Estudos de educação matemática e práticas do quotidiano do professor são reveladores das dificuldades de compreensão e generalização de conceitos matemáticos enfrentados pelos estudantes ao longo da sua vida escolar (DOMINGOS, 2003; GUZMÁN, HODGSON, ROBERT, VILLANI, 1998). Para alguns autores, elas parecem acentuar-se quando se dá a transição do ensino médio para o superior.

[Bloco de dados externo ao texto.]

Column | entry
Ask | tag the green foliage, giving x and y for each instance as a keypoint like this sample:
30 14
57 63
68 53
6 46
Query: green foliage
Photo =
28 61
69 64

Segundo Nasser, Souza, e Torraca (2012), alguns professores tentam justificar o baixo desempenho dos estudantes no ensino superior, argumentando que alguns alunos não sabem os conteúdos da matemática elementar, os quais servem de suporte para a compreensão de conceitos matemáticos que envolvem um pensamento matemático avançado.

Esses argumentos das pesquisas estudadas, junto aos questionamentos e reflexões já mencionados no texto deram um ponto de partida para a caminhada da pesquisa. Primeiramente, reflexões sobre nosso papel de professor na aprendizagem de estudantes repetentes. Dentre elas, destacamos nossas características pessoais positivas e negativas, nossa metodologia de ensino e capacidade de considerar a diversidade de estudantes. Refletimos a respeito dessa diversidade estudantil, suas crenças, concepções e também características individuais, fatores que anteriormente eram totalmente desconsiderados por nós, professores.

Além disso, refletir a respeito de todos estes fatores foi fundamental para a nossa escolha do conteúdo matemático em que precisávamos nos debruçar nesta investigação de doutorado. Concluímos que seria o conceito de limites de funções, por se tratar de um conteúdo em que algumas noções básicas do Cálculo encontram-se alicerçadas. Ademais, por sabermos que causa muitas dificuldades aos estudantes ingressantes na universidade e, muitas vezes, acaba sendo o vetor do início do problema da repetência e do abandono da disciplina.